The bottom line is that we want our family members to be safe, happy, loved and engaged with other people. Its fitting at this point to reflect back on the situation of our parents and in-laws as they age, and whose circumstances mirror in reverse - those of our growing children. How do we provide our emerging adults the latitude to discover their own independence, while simultaneously erecting the appropriate supports that they still need? On the one hand, the quality of care must be excellent. On the other hand, so too must the quality of life. How we combine these elements ultimately depends on the individual who needs care and the outcomes one can reasonably expect. It seems to me that families are well served by the spectrum of living options available to young adults beyond school age, just as they were by the range of educational opportunities in school. Indeed, the spectrum of living options available to the aging provides a handy blueprint for parents who are trying to imagine what the future for their children with disabilities.
The importance of maintaining a range of options becomes clearer when you think about the kinds of homes people live in over a lifetime: individuals grow up, leave the family home, live in the communal setting of a college dorm, graduate from there to a group home with other young people, live alone, find spouses, raise families in a single family home and then, as empty-nesters, often choose to move to a retirement community where the residents are roughly all the same age, and where, when necessary, they can shift to assisted living quarters.
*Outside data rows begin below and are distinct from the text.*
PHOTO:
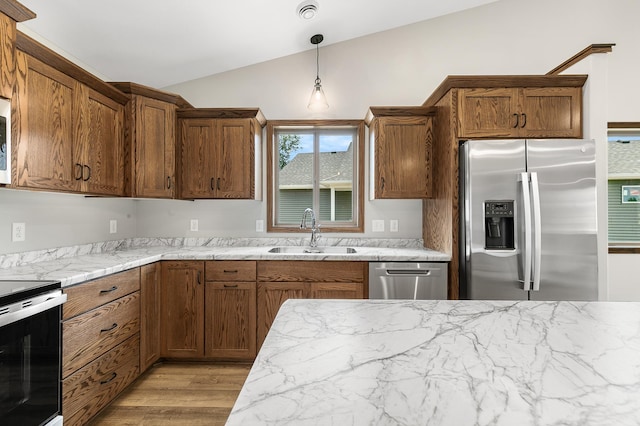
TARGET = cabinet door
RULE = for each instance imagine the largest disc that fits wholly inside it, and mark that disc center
(149, 315)
(488, 113)
(101, 135)
(182, 303)
(403, 157)
(44, 137)
(230, 320)
(336, 291)
(550, 112)
(155, 144)
(7, 55)
(198, 168)
(271, 295)
(235, 161)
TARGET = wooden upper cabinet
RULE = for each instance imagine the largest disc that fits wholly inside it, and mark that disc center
(217, 152)
(7, 55)
(540, 112)
(154, 148)
(100, 154)
(150, 132)
(401, 140)
(44, 127)
(67, 136)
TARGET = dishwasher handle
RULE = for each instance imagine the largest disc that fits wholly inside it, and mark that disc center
(411, 272)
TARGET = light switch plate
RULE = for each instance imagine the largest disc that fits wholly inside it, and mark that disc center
(18, 231)
(377, 225)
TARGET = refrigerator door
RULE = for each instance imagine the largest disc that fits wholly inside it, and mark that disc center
(565, 171)
(489, 177)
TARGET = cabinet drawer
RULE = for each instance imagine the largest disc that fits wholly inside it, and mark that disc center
(230, 270)
(89, 295)
(306, 271)
(91, 334)
(91, 388)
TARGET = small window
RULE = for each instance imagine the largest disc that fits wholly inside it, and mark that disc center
(317, 165)
(623, 148)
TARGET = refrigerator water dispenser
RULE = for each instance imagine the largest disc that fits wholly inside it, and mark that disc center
(498, 225)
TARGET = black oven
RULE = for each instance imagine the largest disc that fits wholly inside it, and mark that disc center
(30, 352)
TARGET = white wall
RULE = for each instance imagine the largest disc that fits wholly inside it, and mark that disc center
(397, 67)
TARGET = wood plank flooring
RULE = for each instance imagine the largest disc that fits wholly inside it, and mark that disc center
(178, 394)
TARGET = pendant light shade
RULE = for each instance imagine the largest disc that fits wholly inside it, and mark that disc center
(318, 100)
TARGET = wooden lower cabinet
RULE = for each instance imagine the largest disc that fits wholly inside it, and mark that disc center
(182, 302)
(230, 310)
(88, 390)
(149, 315)
(279, 281)
(101, 343)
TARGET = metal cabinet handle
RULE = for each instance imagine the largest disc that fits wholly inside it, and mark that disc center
(114, 288)
(104, 330)
(78, 171)
(113, 376)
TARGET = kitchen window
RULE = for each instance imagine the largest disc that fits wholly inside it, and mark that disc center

This kind of lifetime trajectory may not suit, nor be possible, for all individuals with disabilities. Whereas for some, change is a dreaded condition to be avoided, for others, the prospect of change is a welcome adventure. It all depends on the individual. As we navigate our way to finding good homes, well be best served, I think, by those agencies that have flexible models to accommodate our young adults as their lifestyles, goals and aspirations change.
Sari Hornstein is an historian, writer and a regular contributor to Washington Parent on issues relating to the Mysteries of the Special Needs Child and educational policies that affect children.